Comments: IP on IP

I'm not sure that such an approach will find widespread traction. One of the problems is that most artists generally have no a priori idea which if any of their works will be successful (financially or otherwise). Some artists will produce no works of any substance. Others will produce only one or two good or great works and those may be their earlier ones. A good example, Anthony Burgess, one of whose first books, "A Clockwork Orange", proved to be his masterpiece. Burgess sold rights to the book for about $600 and was never very successful afterward.

I examined some copyright alternatives in my article, "Copyleft: Rethinking Intellectual Property in the Digital Age," I recommended that copyrights be treated similar to trademarks. The failure to keep a work available from original sources (such as the artist or publisher) would, after a brief time, cause the works to become public domain. My thinking was that if a work was in enough demand it would remain published. If not, then it should be public property.

Posted by Steve Schear at September 6, 2005 12:05 PM

Curiously, that document didn't list the Auction idea - is that something that is recorded elsewhere? And, given the apparent abandonment of that URL, isn't it time to find a better home before its own rules come ironically into play?

Having no value previously ascribed to art is something that all artists face, sure.
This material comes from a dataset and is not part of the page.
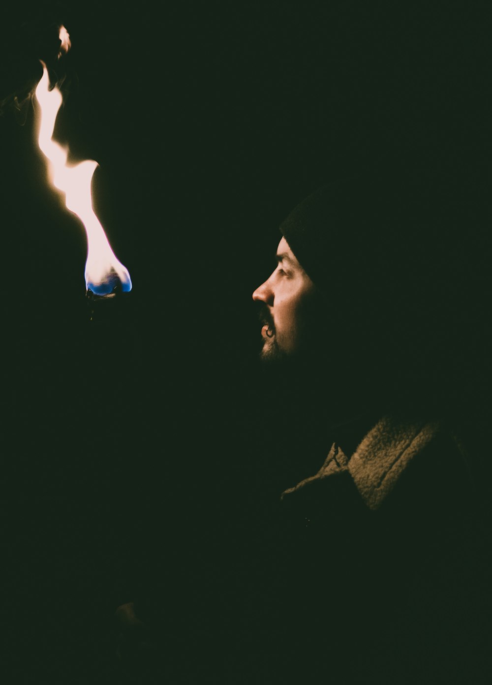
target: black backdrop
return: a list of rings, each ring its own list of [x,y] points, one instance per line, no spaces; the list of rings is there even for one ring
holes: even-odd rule
[[[195,522],[227,516],[291,438],[251,301],[290,209],[388,151],[487,166],[487,18],[387,4],[4,15],[2,658],[19,682],[100,670],[149,549],[179,568]],[[47,184],[32,105],[13,100],[53,21],[73,43],[57,136],[99,163],[95,206],[134,285],[93,321],[83,229]]]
But the same goes for software, and it is arguably even worse as the capital costs of large software projects are normally not recovered; at least with art, it can be stored and released later on, and nobody thinks of paying nothing for art.

The only way to avoid this problem is to reward the producer on future popularity. This is what royalties do ... but it is also the system that is so under threat. So either we figure out a way to re-engineer royalties under the new economics or figure out a way to predict the future!

Posted by Iang at September 6, 2005 02:26 PM

> ransomware, a concept where a piece of art or other IP is freed into
> the public domain once a certain sum is reached.

Arguably this accurately describes the business models of many scientific journals, whereby articles become free after a 6 months to a year, when the novelty value of the material has faded and its revenue-generating potential is largely over.